1.8.23

A Gaffe doadora


Sinto sempre uma certa tristeza quando olho para aquilo que outrora foi acarinhado por mim como relíquia a conservar pela vida fora e que agora, embalado ou atado, é apenas importante porque o foi no passado.

Vou entregar à pequena biblioteca deste canto da vida os livros de histórias menores, com capa de couro, lombadas com letras douradas e rebuscadas, folhas carcomidas e cheiro a muito velho.

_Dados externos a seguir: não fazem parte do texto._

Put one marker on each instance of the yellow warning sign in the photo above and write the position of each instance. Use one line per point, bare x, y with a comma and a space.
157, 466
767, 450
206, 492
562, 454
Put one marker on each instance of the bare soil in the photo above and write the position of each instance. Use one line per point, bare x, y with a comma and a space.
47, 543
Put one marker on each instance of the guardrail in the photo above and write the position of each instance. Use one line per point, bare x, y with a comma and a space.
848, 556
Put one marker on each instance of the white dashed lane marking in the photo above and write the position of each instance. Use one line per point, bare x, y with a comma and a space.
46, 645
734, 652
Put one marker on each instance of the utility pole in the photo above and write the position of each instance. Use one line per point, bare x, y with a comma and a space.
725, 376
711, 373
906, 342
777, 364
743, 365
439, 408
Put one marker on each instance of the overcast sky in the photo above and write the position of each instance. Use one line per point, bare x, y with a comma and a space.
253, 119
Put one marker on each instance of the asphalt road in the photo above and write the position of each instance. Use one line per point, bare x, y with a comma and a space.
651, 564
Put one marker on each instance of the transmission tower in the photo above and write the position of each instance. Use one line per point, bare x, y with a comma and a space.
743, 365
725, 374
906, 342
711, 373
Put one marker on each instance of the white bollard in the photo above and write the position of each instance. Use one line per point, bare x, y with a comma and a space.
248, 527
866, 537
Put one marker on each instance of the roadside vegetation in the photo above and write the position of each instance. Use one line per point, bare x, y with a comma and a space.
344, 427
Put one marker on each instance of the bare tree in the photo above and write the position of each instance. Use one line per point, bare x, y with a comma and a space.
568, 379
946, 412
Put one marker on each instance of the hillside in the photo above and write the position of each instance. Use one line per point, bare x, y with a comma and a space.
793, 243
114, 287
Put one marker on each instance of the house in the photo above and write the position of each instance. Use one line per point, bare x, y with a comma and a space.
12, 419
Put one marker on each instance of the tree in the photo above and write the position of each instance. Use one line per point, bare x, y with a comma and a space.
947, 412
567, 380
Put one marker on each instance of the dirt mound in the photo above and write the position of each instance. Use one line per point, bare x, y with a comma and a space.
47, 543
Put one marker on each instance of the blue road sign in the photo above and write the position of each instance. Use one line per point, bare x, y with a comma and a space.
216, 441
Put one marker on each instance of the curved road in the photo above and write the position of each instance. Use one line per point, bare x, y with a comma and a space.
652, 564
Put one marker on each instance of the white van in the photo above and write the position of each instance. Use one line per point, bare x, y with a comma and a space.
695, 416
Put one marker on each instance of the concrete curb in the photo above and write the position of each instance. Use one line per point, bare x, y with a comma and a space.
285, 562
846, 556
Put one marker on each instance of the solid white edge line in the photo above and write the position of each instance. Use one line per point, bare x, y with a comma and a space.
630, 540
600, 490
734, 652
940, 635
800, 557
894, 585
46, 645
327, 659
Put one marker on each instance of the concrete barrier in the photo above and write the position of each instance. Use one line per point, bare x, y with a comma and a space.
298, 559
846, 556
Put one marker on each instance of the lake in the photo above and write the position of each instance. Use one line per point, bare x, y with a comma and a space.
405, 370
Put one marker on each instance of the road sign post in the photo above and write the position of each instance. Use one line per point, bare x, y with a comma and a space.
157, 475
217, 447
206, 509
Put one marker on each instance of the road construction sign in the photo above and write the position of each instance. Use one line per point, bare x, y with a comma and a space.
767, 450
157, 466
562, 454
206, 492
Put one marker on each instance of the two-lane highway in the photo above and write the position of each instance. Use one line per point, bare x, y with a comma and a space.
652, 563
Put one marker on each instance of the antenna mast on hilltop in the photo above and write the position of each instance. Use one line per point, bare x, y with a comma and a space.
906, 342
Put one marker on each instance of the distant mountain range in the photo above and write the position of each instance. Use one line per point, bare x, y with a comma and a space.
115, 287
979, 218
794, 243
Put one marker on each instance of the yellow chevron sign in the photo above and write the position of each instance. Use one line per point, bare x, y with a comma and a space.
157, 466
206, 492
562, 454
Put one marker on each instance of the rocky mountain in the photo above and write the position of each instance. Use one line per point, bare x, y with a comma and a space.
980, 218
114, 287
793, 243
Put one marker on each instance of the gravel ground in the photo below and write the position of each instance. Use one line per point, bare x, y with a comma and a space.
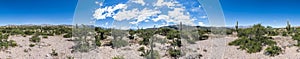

Pertenciam à minha gente. Gente que nunca poderia conhecer. Pessoas que morreram antes do meu avô ter nascido.
Há uma imensidão deles, colocados nos pesados armários do sótão, ou empilhados nas salas favoritas dos meus avós, exactamente onde os tinha guardado quando os descobri, já lá vão dez anos. Na altura, pensei que tinha encontrado, não um acervo valioso, mas belíssimos pedaços de memórias que se inscreviam nas margens das folhas pelos donos destes livros. Lembro-me das anotações a tinta, numa letra tombada e toda floreada, num livro de receitas de alguém que me parece ter dominado a cozinha em tempos idos.
Esse não vai.
Não vão também os que trazem pequenas anotações acerca de Voltaire, de Diderot, de Balzac e um ou outro de autores menores, mas que mereceram apontamentos extraordinários, mais outro que sublinha e comenta os soneto de Camões - tão mal amado e tão mal interpretado por Voltaire.

Isto de ter de escolher pedaços de memória é doloroso.

Sei que os livros, se ficarem, se vão deteriorar irreversivelmente. Custa-me entregar os volumes que foram importantes e acarinhados por alguém, um dia, no passado. Parece-me que os desrespeito, aos livros e aos antigos donos, mas há memórias que devemos embalar e levar connosco e outras que, por muito que lamentemos, devemos deixar fugir por ente os dedos.

Até nestas decisões derradeiras as bibliotecas são parecidas com a vida.